Application Scenarios: Georgia Trials
In Site 1, a three-way combination of CP (Hendrix & Dail, Tifton, GA), DMDS (Paladin; Arkema Inc., Philadelphia, PA), and metam sodium (VAPAM; AMVAC Chemical Corp., Los Angeles, CA) was applied under black, 30-μm VIF (Blockade; Pliant Corp., Dalton, GA). Fumigant applications were made sequentially in rapid succession with the plastic placed onto beds immediately after the final fumigant was applied. The application used three separate implements. First, DMDS and CP were applied as a pre-bed application using three back-swept shanks spaced 30 cm apart at 20-cm depths. The fumigants were premixed in a cylinder, and a single delivery line was used to carry the mixture to the shank.
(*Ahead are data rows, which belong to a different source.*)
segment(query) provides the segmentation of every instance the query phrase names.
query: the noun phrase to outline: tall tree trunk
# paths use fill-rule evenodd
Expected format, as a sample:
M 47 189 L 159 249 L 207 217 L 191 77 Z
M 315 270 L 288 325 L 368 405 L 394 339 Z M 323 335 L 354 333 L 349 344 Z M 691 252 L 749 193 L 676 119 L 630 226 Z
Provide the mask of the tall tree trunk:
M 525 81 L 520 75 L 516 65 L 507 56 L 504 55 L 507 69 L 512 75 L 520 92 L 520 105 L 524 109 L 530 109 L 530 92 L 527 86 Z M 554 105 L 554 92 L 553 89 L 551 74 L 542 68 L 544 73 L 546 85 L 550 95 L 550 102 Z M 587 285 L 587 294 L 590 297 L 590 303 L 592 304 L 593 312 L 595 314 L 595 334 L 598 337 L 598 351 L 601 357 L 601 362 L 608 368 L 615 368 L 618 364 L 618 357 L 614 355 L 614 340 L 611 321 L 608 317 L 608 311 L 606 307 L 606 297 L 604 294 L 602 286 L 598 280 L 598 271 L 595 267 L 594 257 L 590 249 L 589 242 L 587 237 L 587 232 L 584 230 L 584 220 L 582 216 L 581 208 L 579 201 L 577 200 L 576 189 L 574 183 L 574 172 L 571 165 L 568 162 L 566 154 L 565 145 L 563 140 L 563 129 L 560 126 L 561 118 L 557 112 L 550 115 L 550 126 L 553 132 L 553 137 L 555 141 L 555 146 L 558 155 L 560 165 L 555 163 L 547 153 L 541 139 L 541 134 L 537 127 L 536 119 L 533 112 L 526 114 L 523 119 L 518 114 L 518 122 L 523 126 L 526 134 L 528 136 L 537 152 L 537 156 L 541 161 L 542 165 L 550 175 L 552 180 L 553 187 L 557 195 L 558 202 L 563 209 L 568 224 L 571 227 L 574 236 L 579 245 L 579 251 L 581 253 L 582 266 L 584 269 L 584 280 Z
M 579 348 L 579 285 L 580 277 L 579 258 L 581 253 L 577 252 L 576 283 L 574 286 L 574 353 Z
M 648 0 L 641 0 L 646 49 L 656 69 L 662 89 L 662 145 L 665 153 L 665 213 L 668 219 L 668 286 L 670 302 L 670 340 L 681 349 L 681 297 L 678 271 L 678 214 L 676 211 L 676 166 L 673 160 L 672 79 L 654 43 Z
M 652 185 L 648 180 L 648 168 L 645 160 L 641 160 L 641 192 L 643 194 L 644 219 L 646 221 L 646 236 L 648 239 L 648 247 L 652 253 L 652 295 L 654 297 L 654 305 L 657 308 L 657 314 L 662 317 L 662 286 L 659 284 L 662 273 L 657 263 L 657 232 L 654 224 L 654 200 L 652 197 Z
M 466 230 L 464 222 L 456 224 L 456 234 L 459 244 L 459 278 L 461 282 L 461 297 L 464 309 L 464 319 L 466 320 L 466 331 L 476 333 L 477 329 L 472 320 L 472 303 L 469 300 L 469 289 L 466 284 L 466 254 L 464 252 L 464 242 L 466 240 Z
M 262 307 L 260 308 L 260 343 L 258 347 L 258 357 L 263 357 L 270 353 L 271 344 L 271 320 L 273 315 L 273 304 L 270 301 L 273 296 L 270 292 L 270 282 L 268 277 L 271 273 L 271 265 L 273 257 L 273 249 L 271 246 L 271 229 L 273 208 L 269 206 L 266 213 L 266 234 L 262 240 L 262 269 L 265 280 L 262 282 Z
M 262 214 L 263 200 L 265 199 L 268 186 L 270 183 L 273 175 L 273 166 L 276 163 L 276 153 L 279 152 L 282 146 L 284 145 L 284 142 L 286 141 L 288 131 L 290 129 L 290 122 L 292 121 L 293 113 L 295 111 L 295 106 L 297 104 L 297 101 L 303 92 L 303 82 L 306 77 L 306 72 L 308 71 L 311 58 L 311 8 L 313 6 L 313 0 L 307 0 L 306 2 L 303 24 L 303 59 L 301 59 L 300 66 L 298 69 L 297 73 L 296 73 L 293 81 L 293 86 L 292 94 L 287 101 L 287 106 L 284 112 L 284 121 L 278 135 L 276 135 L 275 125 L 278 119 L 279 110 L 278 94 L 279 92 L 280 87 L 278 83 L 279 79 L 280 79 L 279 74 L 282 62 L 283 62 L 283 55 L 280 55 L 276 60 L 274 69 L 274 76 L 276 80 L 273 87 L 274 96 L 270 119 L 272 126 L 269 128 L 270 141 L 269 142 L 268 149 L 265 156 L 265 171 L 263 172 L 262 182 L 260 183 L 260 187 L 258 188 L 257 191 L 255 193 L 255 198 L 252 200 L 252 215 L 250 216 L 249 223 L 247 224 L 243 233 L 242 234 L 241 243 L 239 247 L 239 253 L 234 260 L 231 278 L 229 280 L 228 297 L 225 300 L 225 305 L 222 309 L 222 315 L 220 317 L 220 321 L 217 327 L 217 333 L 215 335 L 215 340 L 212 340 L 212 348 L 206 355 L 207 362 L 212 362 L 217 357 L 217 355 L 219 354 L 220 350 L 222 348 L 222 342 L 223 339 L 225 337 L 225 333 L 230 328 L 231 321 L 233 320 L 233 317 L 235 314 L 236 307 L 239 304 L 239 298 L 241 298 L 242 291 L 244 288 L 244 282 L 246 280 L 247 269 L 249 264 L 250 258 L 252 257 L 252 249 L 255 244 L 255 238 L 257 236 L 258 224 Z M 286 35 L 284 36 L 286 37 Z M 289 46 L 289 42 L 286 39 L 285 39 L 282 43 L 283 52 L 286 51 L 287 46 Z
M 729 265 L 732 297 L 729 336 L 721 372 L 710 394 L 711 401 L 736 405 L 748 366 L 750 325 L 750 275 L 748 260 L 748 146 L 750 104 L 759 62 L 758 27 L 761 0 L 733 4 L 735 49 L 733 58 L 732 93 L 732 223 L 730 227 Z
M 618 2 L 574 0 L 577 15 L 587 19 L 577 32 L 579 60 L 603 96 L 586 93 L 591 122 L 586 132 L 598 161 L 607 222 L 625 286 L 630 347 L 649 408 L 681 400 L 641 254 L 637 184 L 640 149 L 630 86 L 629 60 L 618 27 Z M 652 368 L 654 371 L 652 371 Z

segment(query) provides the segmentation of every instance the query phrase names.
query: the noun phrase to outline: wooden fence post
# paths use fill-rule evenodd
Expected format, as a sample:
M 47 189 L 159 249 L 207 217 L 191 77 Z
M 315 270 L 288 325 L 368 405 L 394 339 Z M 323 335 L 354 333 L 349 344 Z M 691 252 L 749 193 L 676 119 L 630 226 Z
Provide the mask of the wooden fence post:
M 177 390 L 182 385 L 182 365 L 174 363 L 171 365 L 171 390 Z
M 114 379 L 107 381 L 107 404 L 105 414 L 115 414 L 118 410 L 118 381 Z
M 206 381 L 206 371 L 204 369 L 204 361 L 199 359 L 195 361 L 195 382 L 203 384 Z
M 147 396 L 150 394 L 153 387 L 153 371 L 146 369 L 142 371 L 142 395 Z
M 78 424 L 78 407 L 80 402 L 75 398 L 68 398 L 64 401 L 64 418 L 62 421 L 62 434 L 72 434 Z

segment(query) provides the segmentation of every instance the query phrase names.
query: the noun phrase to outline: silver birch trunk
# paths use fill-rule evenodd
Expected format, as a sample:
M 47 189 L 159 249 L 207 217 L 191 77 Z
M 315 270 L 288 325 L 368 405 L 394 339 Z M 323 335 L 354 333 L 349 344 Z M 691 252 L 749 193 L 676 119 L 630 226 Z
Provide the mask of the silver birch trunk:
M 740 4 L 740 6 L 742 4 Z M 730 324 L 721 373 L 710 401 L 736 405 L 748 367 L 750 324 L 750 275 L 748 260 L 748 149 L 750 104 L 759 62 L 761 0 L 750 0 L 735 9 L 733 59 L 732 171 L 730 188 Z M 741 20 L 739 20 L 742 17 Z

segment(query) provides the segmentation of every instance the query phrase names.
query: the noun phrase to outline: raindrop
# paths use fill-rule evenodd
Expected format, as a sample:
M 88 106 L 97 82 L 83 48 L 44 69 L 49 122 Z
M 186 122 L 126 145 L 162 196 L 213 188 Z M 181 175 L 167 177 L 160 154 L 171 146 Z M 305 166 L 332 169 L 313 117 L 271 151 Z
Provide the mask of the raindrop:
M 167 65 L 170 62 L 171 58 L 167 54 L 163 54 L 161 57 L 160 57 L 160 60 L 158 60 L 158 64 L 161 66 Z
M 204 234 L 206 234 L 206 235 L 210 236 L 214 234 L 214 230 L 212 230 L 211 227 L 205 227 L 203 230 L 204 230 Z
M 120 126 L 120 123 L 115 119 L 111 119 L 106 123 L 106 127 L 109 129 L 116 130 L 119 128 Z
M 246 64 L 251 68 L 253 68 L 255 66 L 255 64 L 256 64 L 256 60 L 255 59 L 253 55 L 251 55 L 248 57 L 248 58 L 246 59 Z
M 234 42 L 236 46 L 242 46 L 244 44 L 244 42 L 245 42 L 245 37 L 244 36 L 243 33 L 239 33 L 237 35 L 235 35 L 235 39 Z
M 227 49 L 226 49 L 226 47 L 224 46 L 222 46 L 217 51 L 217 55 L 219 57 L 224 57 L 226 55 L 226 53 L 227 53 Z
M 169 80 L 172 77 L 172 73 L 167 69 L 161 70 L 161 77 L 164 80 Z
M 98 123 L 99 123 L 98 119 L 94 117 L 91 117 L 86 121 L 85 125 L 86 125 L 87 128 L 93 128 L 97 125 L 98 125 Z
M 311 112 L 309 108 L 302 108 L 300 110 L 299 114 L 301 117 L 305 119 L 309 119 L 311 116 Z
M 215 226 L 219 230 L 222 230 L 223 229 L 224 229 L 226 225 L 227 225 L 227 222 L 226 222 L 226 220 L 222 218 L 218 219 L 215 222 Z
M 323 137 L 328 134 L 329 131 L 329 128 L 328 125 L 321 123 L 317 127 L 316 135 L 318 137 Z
Behind the application shanks, beds (90 cm wide × 15 cm high) were immediately formed and pressed using a pan attached to the same implement. Second, metam sodium was injected into the pressed beds at a 10-cm depth using 25-cm vertical coulters spaced 10 cm apart across the full bed width. Third, beds were pressed again with the second implement and immediately covered with VIF (Blockade; Pliant Corp.) using a third implement. The application in Site 2 was identical to the application in Site 1, except that black, 25-μm low-density polyethylene (LDPE) (Pliant Corp.) was used to cover the fumigated beds. The application in Site 3 was identical to the application in Site 2, except for a different soil type. All applications were made on 7 Feb. 2009. The application in Site 1 took place between 12:47 and 2:21
Measurement of Plastic Permeability
Samples of the plastic mulches were taken directly from the roll before field application and from the field after application. Field samples were collected from an untreated section to assess the impact of application methods and equipment on plastic permeability to fumigants. Samples were carefully placed in a protective shipping container and expedited to the USDA–ARS U.S. Salinity Laboratory in Riverside, CA, for testing.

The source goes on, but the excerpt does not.